Being a bike is a thankless job these days. Even the most successful models are susceptible to the industry’s rapid march of change, and for 2017, Trek’s Remedy 29–a widely praised bike–has been tossed aside.
You could say that the Remedy 29 was laid off due to a redundancy, since Trek’s revamped Fuel EX 29 now sports basically identical numbers to the Remedy when its adjustable geometry is in the slack position. Factor in a new, big-wheeled, long-travel Slash 29, and the redundancy becomes enough to make any corporate bean counter see red.
The New Trek Slash 29
It’s been a good year for lovers of long-travel 29ers, with new options from brands like Yeti, Evil and Niner, and the Slash joins the ranks of the biggest big-wheeled bikes money can buy, with 150 millimeters of real-wheel travel and a 160 millimeter fork up front. Flipping the Mino link into ‘Low’ will slacken the Slash’s head angle from 65.6 to 65.1 degrees, and adjust the seat tube angle from 74.1 to 73.6 degrees. The bottom bracket also drops from 35.2 to 34.5 centimeters, the reach shrinks and the chainstays lengthen ever so slightly from 433 millimeters to 434.
No More Full Floater
Take a close look at the Slash’s linkage and you might notice that it forgoes Trek’s Full Floater design, in which the bottom of the shock attaches to a mounting point on the chainstay. With two variable mounting points, this design allows for more control over the system’s leverage throughout the rear wheel’s travel. However, Trek says that shocks have evolved to the point where they offer the performance benefits that its engineers sought to achieve with Full Floater, and that mounting the shock directly to the Slash’s downtube opened up real estate for a stronger, stiffer front triangle and rear end while making room for larger shocks like the Fox X2.

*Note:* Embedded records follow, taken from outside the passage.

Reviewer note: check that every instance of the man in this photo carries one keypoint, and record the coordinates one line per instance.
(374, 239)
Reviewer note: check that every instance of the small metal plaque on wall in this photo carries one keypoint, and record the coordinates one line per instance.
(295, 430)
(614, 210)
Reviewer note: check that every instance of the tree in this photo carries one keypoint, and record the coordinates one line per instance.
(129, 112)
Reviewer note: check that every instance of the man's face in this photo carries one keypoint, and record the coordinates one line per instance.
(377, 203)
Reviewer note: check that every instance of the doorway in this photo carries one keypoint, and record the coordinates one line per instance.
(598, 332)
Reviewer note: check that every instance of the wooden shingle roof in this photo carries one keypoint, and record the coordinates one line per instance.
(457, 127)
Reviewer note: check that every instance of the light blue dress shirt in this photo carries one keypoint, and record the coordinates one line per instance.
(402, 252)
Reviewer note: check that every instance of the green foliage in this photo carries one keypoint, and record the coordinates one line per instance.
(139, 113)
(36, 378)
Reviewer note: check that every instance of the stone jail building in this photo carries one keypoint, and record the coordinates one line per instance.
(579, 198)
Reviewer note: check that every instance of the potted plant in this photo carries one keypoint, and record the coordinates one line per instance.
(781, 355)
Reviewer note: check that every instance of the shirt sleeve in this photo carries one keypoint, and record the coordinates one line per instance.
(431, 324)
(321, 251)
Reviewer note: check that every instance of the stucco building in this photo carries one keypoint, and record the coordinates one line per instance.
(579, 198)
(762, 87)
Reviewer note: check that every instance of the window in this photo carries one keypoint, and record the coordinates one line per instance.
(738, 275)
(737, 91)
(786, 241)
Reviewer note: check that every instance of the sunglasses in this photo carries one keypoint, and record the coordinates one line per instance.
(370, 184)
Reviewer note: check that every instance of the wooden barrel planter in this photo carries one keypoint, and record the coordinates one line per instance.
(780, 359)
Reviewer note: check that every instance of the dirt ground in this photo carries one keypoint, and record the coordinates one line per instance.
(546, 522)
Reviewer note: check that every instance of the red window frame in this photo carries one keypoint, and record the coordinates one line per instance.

If shock technology has progressed enough to make Full Floater unnecessary, then why do Trek’s new Fuel EX and Remedy models still use it? “Full Floater works great on short- to mid-travel bikes where engineering requirements are not so challenging,” says Trek. “The demanding combination of design requirements–frame stiffness, bigger 29-inch wheel size, long travel and fitting piggyback shocks–of the new Slash 29 presented the greatest opportunity to incorporate a new direction in suspension layout.”
Trek Slash 29 Basic Specs
- Wheel size: 29-inch
- Travel: 150 millimeters rear, 160 front
- Frame material: Carbon fiber
- Head angle: 65.6 (High), 65.1 (Low)
- Chainstay length: 433 (High), 434 (Low)
- Bottom bracket: PF92
- Boost 148 rear spacing
- Not compatible with front derailleurs
- ISCG05 tabs
- View full specifications / geometry
Inspired by enduro athletes putting longer travel forks on the Remedy, Trek is positioning the Slash 29 as a bike focused on the highest level of enduro racing, and as such it is only available in carbon. Two builds will be offered: the 9.8 will retail for $5,500 and come with a travel-adjust RockShox Lyrik RC fork and Super Deluxe shock, Bontrager Line Comp 30 wheels, a SRAM X1 drivetrain and Guide R brakes, and Bontrager’s Line cockpit and dropper post. The $9,000 9.9-level build includes a Fox Factory 36 Talas fork and Float X2 shock, Bontrager Line Elite wheels, SRAM X01 Eagle drivetrain and Guide Ultimate brakes, Bontrager Line Pro cockpit and Drop Line dropper post. The Slash 29 can also be had as a frameset for $3,700, which includes a Fox Float X2 shock, Knock Block headset and Line Pro stem. Completes and the framesets are expected to be available in October.